With activities occurring in Syria and Turkey, the security mechanism continues with a number of combined operations between the U.S. and Turkish militaries, he noted:
The United States is executing these combined joint patrols within a few weeks of the start of this mechanism, which is viewed as a significant development in the implementation, training and preparation for future ground and aerial patrols into the security mechanism, Maier noted.
"[We're] focused on the refugee issue as a longer-term element of the security mechanism," he said. The U.S. position continues to be safe, voluntary and dignified -refugee returns, he said. "Obviously, this will be the U.N. and other [nongovernmental organizations] helping facilitate this as we work in conjunction with Turkey and our partners in Syria," he added.

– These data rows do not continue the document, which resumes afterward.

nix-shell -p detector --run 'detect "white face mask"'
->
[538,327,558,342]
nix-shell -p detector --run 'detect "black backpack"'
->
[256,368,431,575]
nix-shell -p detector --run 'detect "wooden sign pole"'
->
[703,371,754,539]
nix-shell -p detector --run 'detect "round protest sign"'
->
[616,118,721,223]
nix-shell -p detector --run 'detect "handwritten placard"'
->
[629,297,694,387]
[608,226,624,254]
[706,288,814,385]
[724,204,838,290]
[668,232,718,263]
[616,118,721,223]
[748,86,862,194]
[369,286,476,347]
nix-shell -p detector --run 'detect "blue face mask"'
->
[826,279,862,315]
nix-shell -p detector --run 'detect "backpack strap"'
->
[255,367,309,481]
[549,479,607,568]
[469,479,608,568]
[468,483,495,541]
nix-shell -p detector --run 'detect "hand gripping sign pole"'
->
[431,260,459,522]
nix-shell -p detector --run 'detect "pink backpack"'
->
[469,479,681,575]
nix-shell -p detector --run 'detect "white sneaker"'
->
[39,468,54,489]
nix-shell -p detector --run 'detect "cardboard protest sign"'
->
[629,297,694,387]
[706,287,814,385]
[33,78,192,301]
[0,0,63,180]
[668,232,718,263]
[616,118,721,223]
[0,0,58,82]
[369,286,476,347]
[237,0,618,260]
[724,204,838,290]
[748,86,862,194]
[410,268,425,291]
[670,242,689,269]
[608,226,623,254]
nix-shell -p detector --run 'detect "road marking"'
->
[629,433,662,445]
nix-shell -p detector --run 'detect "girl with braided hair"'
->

Maier said it's important to know all the security mechanism elements help support the continued fight against ISIS. With major combat operations now completed in Syria and Iraq, the transition is underway to continue to build those capabilities in the local security force that can deal with continued clandestine threats from ISIS.
The United States and Turkey have focused initially on an area from Tell Abyad to Ras al-Ayn along the border, he said. "The depth is really something that continues to be specific to the actual activities we're doing, … [so] when we're doing aerial reconnaissance, it will go certain depths based on how the mission planning is."
The United States has committed to help ensure the removal of the Kurdish militia elements and, as possible, ensure that doesn't result in a security vacuum, Maier said. "Our assessment is that there are other security forces there that are local ... that would be part of an enduring security force, understanding that that may ultimately result in needing more forces that we would work with Turkey and others to address," he added.
"Our overwhelming focus remains the defeat of ISIS — the enduring defeat of ISIS and working by, with and through the SDF to achieve that," Maier said.